I've hit a speed bump. I have six different draft posts that I have yet to publish. I've been really down on myself for not being able to execute this little project of mine to the level of perfection and timeliness I was hoping for when I started. In the beginning I thought, "It will be fun. I'll do something different every month. I'll blog about it and I'll encounter a little self discovery along the way."

I have made a few discoveries:
  • Life doesn't slow down for me while I try to figure it all out.
  • There are always bigger things going on in the world than whatever it is that I'm stressed out about.
  • I don't have all the answers.
  • I've found myself praying for wisdom a lot lately.
I am disappointed in the amount of struggle I've had with accomplishing and writing about my New Things the past few weeks. I've had a few distracting circumstances, but my expectations of myself are high and I don't like it when I come in under the bar.

I wrote this last night:

I feel like I've barely been able to come up for air since the beginning of April. Life has been coming at me nonstop and I've struggled to have time to do anything more than the tasks that have to get done that day, let alone pursue any of my own interests.

In this, I've discovered my tendency to pile too much on my plate. More than that, I think I put too much emphasis on each of the individual things I'm responsible for in life and that just adds to the stress. I don't think I probably have more going on than anyone else; everyone is busy and stress is all relative. However there is only so much I can do in my 24 hours a day, regardless of how much I try to cram into it.

An acute episode of chest pain put me in the ER at the beginning of this week. I have some inflammation that the doctor said has been magnified by stress. Based on this and my existing (albeit minor) heart condition, I've decided to not go through with next week's race, what I'd planned for my May New Thing.

One tiny part of me is relieved since I don't feel very prepared for it. The other, much larger part of me is extremely disappointed in myself and wishes that I had the gumption to tell myself to suck it up and do it anyway. Truth be told, I've been so busy over the past few weeks I hadn't even gotten a chance to register for the race yet. Double loser.

Triple loser- I did my April New Thing on April 1st and I have yet to finish my post on it.


Quadruple loser- if I don't run the race next week, I'll have to come up with a new New Thing for May and I don't know yet what that would be. Sigh. Now that I've gotten that off my chest, I'll be moving on. I'll be checking back in after I've finished giving myself a pep talk. Hopefully I'll come back jazzed and less loser-y.

I am a little more jazzed today and possibly slightly less loser-y.
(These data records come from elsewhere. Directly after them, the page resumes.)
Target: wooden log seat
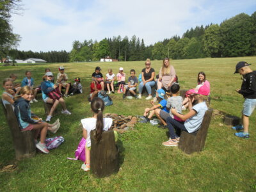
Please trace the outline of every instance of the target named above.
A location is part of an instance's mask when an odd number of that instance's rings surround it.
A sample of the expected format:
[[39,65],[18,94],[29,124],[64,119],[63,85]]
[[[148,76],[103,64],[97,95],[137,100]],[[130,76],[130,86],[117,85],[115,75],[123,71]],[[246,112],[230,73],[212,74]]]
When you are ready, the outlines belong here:
[[182,131],[179,142],[179,148],[188,154],[201,151],[205,143],[213,109],[209,109],[204,115],[201,127],[196,132],[188,133]]
[[118,170],[118,153],[113,130],[104,131],[98,143],[95,133],[95,130],[91,131],[90,167],[92,173],[100,178]]
[[21,132],[12,106],[7,104],[4,108],[2,100],[0,100],[0,102],[11,130],[16,159],[19,161],[35,156],[36,147],[34,141],[34,132],[31,131]]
Even though I'm struggling, I do really want my New Things to mean something. This project has morphed into a different kind of quest for me. I could do something small and trivial every month- visit a new museum, try my hand/ foot/ whatever at badminton (don't know what that even entails, but I'm sure it's a lovely sport). But in the grand scheme of things, what am I learning from the experience? That's my refined quest- finding deeper meaning in every New Thing that I do, whatever it may be. So, I'll keep plugging along and fill you in along the way.